Décidément, les gens ont le gout de voyager après presque deux ans de pandémie. En ce sens, il va de soi de consulter les règles sanitaires dans les pays qu’ils souhaitent visiter afin d’éviter les mauvaises surprises.

Certaines agences conseillent aussi à leurs clients de se procurer des assurances voyages pour être préparés à toute éventualité.

«Les gens vont faire un choix, celui de voyager. Ils acceptent donc que la situation pandémique puisse évoluer. Ça nécessite d’être agile dans la façon dont on va magasiner notre voyage, a expliqué la porte-parole de CAA-Québec Andrée-Anne Déry.

Photo Agence QMI, Mario Beauregard

«C’est de prendre le temps de le préparer, de l’organiser et de rechercher de la flexibilité dans les conditions de réservation et d’annulation.»

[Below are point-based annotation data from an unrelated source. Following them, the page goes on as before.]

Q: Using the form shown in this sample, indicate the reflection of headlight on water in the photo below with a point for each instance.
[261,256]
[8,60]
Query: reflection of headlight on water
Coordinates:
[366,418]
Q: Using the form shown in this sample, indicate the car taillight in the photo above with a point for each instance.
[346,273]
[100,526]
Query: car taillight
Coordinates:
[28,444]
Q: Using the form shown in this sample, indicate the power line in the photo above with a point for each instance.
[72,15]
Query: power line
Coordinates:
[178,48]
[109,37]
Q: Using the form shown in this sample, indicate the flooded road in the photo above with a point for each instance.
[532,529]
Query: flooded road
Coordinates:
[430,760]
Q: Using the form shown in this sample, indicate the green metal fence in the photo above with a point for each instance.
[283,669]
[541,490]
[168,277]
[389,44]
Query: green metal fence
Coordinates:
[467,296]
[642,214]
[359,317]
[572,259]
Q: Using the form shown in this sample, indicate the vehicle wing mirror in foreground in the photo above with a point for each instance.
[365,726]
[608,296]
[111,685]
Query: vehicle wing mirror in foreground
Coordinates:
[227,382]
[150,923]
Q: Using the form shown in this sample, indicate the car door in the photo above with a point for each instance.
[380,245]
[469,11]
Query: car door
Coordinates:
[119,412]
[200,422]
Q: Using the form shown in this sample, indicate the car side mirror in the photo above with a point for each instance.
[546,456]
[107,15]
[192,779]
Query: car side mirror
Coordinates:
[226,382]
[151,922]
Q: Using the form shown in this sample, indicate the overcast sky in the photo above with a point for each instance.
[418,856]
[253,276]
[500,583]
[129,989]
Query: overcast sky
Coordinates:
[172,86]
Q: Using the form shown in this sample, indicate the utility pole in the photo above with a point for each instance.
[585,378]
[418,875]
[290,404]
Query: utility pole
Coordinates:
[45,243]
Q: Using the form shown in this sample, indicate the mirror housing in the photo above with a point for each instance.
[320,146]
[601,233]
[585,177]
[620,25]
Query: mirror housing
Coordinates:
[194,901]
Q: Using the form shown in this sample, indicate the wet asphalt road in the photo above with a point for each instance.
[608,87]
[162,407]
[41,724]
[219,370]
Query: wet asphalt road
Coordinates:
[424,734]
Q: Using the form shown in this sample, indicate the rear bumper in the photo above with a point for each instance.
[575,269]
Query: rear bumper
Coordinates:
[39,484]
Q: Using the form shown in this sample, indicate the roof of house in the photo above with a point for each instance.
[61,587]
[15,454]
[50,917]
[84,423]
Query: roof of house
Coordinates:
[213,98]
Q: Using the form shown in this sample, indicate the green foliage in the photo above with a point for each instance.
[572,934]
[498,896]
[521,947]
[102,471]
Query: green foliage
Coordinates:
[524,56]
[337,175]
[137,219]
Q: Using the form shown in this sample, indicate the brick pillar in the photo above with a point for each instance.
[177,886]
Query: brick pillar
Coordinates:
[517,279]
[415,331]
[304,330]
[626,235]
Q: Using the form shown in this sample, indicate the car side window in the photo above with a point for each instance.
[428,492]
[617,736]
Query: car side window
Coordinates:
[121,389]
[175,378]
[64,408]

Avec le temps des Fêtes, bon nombre de Québécois souhaitent s’envoler vers des destinations chaudes, voire des forfaits de séjour, comme les «tout inclus».

Dans certains pays prisés, comme le Mexique, un test PCR est obligatoire avant de revenir au pays. Dans le cas où le résultat s’avérait positif, une personne infectée ne peut rentrer au Canada. 

Mine de rien, même avec le variant Omicron qui prend de l’expansion, les voyageurs rencontrés à l’aéroport Pierre-Elliott Trudau de Montréal ne semblaient pas inquiets.

«Ce n’est pas trop apeurant pour l’instant. En étant vaccinés et en gardant nos masques, ça va aider», de dire une femme rencontrée près de l’entrée des vols internationaux.

«Il faut qu’on apprenne à vivre avec ça et cesser de paniquer et d’en faire un drame, croit un homme interrogé à l’aéroport. J’ai eu toutes mes piqûres. J’ai même eu ma troisième (dose). Je suis même vacciné contre la grippe!»